The lawyer is the Secretary General of Human Rights Now. _She associates with people involved in a radical party. The lawyer asked David to visit Japan last year.She is supposed to act as an interpreter. She is trying to submit an report to David, alleging that new state secrecy law is violating the public right of access to information, through the citizen group A.


This looks just a simple report on the lawyer rather than the surveillance alleged.


Japanese and foreign media observers agree that the pressures visibly placed on journalists in Japan can seem quite tepid by international standards.


True.

Then why did Reporters Without Borders lower Japan’s place?


A dramatic example of this was exposed in March 2015, when one of Japan’s biggest networks, TV Asahi, removed Shigeaki Koga, an ex-Trade Ministry official turned sharp-tongued TV commentator, from its Hodo Station evening news program.
Koga drew the administration’s ire when he protested its ineffective handling of a hostage crisis in Syria on air by holding up a placard in January 2015 that read “I’m not Abe.”



However,


Koga's resignation was already settled on October or November at the latest in 2014, long before he held up a placard in January 2015 that read “I’m not Abe.” Koga is not a a regular member in the first place.

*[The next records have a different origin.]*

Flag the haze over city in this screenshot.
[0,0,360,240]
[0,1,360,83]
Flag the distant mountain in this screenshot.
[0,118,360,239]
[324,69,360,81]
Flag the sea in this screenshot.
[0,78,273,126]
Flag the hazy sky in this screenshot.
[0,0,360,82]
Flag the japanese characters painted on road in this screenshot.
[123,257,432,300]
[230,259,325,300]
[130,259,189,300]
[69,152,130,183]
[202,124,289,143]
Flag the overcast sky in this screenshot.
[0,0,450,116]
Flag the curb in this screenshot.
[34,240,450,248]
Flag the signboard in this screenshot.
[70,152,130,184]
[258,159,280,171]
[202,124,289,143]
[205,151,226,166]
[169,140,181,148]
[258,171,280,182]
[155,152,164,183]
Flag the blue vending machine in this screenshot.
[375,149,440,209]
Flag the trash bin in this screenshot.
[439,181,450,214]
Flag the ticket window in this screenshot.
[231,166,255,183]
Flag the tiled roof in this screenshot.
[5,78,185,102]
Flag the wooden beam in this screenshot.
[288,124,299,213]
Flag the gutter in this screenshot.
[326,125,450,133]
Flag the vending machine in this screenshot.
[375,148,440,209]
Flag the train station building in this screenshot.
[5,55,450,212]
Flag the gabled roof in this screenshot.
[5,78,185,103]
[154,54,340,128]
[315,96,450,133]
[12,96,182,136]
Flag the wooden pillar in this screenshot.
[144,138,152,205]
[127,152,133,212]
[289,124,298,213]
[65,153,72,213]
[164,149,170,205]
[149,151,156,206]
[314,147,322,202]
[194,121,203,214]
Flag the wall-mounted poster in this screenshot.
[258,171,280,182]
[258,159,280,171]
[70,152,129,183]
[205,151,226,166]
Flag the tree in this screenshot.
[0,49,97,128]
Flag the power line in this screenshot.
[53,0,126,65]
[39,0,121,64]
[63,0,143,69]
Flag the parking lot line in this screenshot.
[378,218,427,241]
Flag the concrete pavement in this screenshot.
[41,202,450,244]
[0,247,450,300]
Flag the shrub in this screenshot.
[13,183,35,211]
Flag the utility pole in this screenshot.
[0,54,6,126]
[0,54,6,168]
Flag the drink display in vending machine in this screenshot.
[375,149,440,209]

Besides, the Koga's appearance on the program achieved the lower audience.



Asked specifically what pressure from the government he got, he couldn't give any instances.



What has been worrying, however, is the willingness of major Japanese media to silence themselves in response to a level of behind-the-scenes chiding by Abe administration officials that most U.S. journalists would probably just laugh off.



Then I wonder why American journalists have been silencing themselves in response to the allegation from the ex-comfort women for U.S. military and feminists that Korea and U.S. military exploited Korean sex slaves just the same way Japanese military exploited?


政府の圧力の証拠がないんで、メディアの文化論みたいのに焦点がかわりつつあるんでしょうね。


面白いのは、タブチ記者がアメリカに行って、アメリカの性奴隷問題について報告すると言っていたのできずに、日本企業についての批判的報道をさせられている。

英米記者だって、日本にいて英米の政府や企業について批判してもいいのに、そうしたものは皆無ーーー全くの沈黙を貫いている。

彼らの方がよほど、ナショナリスティックだと思いませんか。その程度は産経以上。